We know emergency situations can (and will at some point) happen in your class. It may be minor, such as a student becoming sick in your room, or even a practice event like a fire drill or tornado drill. Hopefully you won't encounter a real life-threatening emergency. But you should always be prepared for such instances.
Fire drills are probably the most common situations you will encounter. The best way to handle these is to teach your students what to do in the event of a drill or an actual evacuation. Yes, you can teach this to your students. Fire drills are to be surprises only WHEN they occur, not a surprise in WHAT to do. It is good practice for your students to know exactly what the procedure to follow is. The most important part is to be sure YOU fully understand the school's fire drill procedure and you can confidently teach it to your students.
Making sure all of your students are accounted for is your main responsibility. Thus, your attendance taking is very important. You want to make sure you have a means of carefully checking attendance when you and your students reach your destination. Have your grade book, attendance sheets, or a class roster easily accessible and always in the same location so you can grab it as you leave the room. I use the class roster file on my handheld because it's always with me.

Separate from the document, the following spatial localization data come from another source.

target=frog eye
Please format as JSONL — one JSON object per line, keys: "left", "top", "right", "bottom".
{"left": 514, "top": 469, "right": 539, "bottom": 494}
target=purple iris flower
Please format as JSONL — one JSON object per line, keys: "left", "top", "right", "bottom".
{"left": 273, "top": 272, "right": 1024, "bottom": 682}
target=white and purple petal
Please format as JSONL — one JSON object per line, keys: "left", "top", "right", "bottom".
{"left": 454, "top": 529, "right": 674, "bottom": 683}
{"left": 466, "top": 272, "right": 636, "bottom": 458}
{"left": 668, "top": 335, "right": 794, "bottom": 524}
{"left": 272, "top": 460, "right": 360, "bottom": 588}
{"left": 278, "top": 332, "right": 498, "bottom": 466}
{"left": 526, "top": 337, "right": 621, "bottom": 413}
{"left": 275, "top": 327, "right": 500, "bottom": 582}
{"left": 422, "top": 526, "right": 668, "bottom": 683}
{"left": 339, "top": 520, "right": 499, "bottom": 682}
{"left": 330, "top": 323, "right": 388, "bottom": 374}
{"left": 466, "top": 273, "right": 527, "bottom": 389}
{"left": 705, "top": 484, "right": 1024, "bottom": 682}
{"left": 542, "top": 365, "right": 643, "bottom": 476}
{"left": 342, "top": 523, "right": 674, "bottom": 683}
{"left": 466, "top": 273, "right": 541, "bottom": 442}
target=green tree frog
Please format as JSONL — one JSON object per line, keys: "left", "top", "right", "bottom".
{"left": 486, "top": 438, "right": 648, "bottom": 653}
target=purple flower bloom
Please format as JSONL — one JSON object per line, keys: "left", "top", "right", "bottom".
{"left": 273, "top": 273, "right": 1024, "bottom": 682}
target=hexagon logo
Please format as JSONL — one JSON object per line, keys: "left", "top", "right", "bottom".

Teach your students to exit the room carefully yet quickly. Instruct them in which direction to turn from your doorway, and what exit is to be used. Always have your kids line up and stay organized so you can take attendance easily.
And let them know why it's important to maintain composure and control, not playing or wandering around. If you are new to the building, your students will probably already know where to go! The trick will be getting them there quickly and maintaining order.
You'll want to let the students know how to react to different situations. They may find themselves in the hallway heading back from the library, in the rest room, or involved in a group activity in a far corner of your classroom.
Obviously more urgent matters will constitute true emergencies, and it is very difficult to prepare for these. Hopefully your school has a comprehensive plan to cover bomb threats, intruders, inclement weather, and other emergencies. Take time to carefully read through and understand these procedures, so when an emergency does occur, you can confidently lead your students. The students will respond to you when you give direct, confident directions.